A visually striking and compelling sci-fi concept as it is, this graphic novel adaptation breathes a different air from the most overused of Hollywood genres involving comic book superheroes. Being a thought-provoking political allegory, it tends to fascinate the viewers with its unpredictability. It brings a new stylistic form to an old issue.
Set in a futuristic England, the country is ruled by the tyrant Adam Sutler (John Hurt). His character seems pegged on and inspired by Adolf Hitler and Big Brother. The citizens live in fear of the totalitarian society. Here, V leads a new kind of revolutionary movement. His aim is to kindle a spark of hope in a stylistic, intelligent, and ambitious form. There is that irony of elaborating a story of a terrorist-as-hero behind a smiling mask, a smooth black wig, and a flowing black cape. He speaks with a sophisticated, erudite vocabulary, and elegantly wields an array of blades as if he is a member of the X-Men. The beautiful daughter of anti-government radicals Evey Hammond (Natalie Portman) becomes V’s only ally. Meanwhile, the government official Finch (Stephen Rea) tries to figure out what is really going on.

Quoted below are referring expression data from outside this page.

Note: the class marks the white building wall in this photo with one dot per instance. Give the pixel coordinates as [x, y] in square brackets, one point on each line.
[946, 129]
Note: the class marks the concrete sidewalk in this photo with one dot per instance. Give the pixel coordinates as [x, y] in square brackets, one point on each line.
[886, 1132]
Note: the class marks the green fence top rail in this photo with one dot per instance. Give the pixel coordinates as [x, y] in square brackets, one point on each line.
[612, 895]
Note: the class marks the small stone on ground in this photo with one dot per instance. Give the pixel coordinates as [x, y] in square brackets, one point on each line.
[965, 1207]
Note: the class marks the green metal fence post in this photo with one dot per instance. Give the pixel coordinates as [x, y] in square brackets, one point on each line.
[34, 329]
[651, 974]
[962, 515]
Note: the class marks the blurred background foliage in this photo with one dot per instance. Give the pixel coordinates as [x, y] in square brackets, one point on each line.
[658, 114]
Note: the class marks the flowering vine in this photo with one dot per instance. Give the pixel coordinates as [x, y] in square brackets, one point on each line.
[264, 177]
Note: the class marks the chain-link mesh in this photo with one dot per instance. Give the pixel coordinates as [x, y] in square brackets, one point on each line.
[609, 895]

This solidly crafted motion picture turns out quite entertaining. It is a political and symbolic thinking person’s thriller film. It is a lot dark. Orwellian dark. Comic book dark. Batman dark. When legendary comic book writer Alan Moore came up with the gloomy graphic novel “V for Vendetta” back in 1982, it is said to be a veiled cry against Margaret Thatcher’s regime. In this cinematic version, the writers, the Wachowski brothers Andy and Larry, kept the English setting, came up with an unlikely government controlled by a self-righteous, ranting “Big Brother-like” lunatic, and moved the timeline to the near future. What turns out is a film that features a social rebellion against an oppressive government and the people calling for freedom and justice. The Wachowskis undeniably like big ideas and lofty philosophizing in their films.
“V or Vendetta” tries to capture the viewers to consider its points and ideas the “Matrix” way. It is their own interpretation of the renowned graphic novel making its own political mark as V demands for the people to take personal responsibility in the society. Examining the ideas the story raises, it points out that everybody has a part in making the needed change.

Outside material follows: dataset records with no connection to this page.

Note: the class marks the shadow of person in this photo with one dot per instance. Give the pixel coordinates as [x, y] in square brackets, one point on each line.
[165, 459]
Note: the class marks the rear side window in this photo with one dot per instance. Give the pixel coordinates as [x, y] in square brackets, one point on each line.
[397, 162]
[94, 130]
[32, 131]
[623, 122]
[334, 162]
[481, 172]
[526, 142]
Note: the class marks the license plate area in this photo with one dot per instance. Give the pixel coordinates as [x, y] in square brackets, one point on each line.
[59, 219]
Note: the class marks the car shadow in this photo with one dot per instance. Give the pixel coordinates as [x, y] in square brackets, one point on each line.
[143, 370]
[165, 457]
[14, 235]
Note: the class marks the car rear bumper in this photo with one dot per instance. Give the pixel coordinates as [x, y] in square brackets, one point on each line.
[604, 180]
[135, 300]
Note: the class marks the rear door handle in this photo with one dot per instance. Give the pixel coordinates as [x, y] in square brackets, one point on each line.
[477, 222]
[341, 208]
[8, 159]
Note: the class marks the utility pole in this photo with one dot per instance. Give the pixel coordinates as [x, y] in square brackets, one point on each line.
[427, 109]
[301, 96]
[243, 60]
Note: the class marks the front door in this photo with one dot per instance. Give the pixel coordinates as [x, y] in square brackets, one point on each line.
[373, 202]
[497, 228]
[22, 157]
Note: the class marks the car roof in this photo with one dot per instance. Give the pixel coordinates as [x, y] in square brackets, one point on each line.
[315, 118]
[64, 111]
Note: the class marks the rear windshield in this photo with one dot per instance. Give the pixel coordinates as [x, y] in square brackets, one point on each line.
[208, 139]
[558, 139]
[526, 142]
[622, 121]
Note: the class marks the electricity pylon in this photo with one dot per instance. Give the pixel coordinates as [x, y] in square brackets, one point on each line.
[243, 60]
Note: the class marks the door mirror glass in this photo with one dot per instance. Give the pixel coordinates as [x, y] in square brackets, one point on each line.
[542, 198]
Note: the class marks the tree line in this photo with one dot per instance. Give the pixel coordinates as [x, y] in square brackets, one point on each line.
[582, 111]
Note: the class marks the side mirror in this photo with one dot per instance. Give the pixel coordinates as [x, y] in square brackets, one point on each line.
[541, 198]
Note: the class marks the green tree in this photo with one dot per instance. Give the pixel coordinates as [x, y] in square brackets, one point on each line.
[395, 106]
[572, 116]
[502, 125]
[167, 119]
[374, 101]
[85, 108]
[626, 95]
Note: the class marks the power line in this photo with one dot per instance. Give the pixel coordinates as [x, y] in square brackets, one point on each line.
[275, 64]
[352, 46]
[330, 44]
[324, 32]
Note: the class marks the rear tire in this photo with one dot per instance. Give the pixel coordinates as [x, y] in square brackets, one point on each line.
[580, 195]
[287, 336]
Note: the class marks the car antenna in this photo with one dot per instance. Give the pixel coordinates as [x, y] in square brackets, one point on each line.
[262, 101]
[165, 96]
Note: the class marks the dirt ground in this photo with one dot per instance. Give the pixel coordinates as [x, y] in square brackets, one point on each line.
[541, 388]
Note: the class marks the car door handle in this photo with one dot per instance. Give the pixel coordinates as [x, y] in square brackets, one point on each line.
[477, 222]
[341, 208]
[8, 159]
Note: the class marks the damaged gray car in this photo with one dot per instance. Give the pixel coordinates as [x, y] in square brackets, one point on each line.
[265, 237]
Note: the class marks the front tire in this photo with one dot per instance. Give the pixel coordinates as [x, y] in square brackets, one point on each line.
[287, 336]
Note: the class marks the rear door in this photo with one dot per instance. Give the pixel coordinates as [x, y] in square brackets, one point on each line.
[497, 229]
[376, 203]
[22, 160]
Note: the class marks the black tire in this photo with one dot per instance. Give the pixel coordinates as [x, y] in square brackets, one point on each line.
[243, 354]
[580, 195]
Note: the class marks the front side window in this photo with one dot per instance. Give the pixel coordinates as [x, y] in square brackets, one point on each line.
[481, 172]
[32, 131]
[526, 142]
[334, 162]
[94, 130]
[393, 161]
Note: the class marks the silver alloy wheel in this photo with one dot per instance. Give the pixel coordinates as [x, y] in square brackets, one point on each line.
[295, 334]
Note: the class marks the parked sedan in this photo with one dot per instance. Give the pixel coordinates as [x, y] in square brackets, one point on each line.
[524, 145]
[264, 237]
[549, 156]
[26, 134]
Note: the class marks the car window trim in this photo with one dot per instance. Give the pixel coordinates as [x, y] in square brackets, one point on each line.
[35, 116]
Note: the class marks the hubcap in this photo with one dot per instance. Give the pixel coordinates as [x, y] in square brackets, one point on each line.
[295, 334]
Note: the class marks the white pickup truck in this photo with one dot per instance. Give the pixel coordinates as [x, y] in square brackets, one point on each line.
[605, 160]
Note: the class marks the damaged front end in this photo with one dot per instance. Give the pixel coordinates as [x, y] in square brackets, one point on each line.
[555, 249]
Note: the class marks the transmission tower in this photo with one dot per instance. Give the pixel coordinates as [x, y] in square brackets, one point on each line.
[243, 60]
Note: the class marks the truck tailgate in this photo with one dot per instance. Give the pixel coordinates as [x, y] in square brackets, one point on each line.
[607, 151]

First-time director James McTeigue (an assistant in all three “Matrix” films of the Wachowskis), renders big, bold imagery with slashing reds and blacks wedged into a number of exhilarating action sequences. The haunting cinematography is in close approximation to the novel’s look and feel. Full of Shakespearean romantic monologues amidst dancing knives that dramatically squirt blood from the slitting of necks and chopping of hands, the story promotes significant ideas over action, character over special effects, and emotion over action. It keeps a brutally and radically gorgeous visual and thematic illustration of its subject matter. It is powerfully moving, disturbing, and gripping.
V’s role is the typical detective in a mainstream thriller who later on sees the two sides and gets caught in between. Considerably, the characters and elements presented in this film are ordinarily seen in countless movies already. But the careful interweaving of all the cinematic essentials and ideals of the story makes up for the human side of the film and deems it worthwhile for the mind and heart at work. The pacing creates a time for a pause, an idea,or a song. The visuals carefully blend with the satire of pyrotechnics, bombings, and action and suspense scenes.
The major characters really give effective performances. V could have easily morphed into a soulless character, but Weaving’s clever phrasing and movements keep him touchingly human. The spoof scene of Adam Sutler is simple but hilarious nonetheless. Overall, Portman’s sensitivity gives heart to the dark tale, despite some obvious lapses on her fake English accent. Stephen Rea‘s consistency to his character is worth noting.
The ending, though it looks sentimental and cinematic, looks a way too tidy. Some of the lesser roles have a bit too shallow characterizations.
The film works brilliantly and angrily. Vigilant as it is, it is a potent combination of action, emotion, and wry that is bound to stir controversy and debate. After watching the film, it can raise up debates in classroom lectures, drinking sessions, office talks, and friendly chit-chats. Being an action-packed political commentary that appeals to the revolutionary in each of us, it depicts complacent notions about an uncannily fascinating parable of tyranny, terrorism, and violence.
A masked avenger under a totalitarian British regime knocks on our doors so we can do our part in facing our own “wars.” Come to think of it, one man’s terrorist is another one’s hero.
Amidst the cold and unsympathetic people running the government, there could be something, whether big or small, that we should think of and consider doing when the right time comes.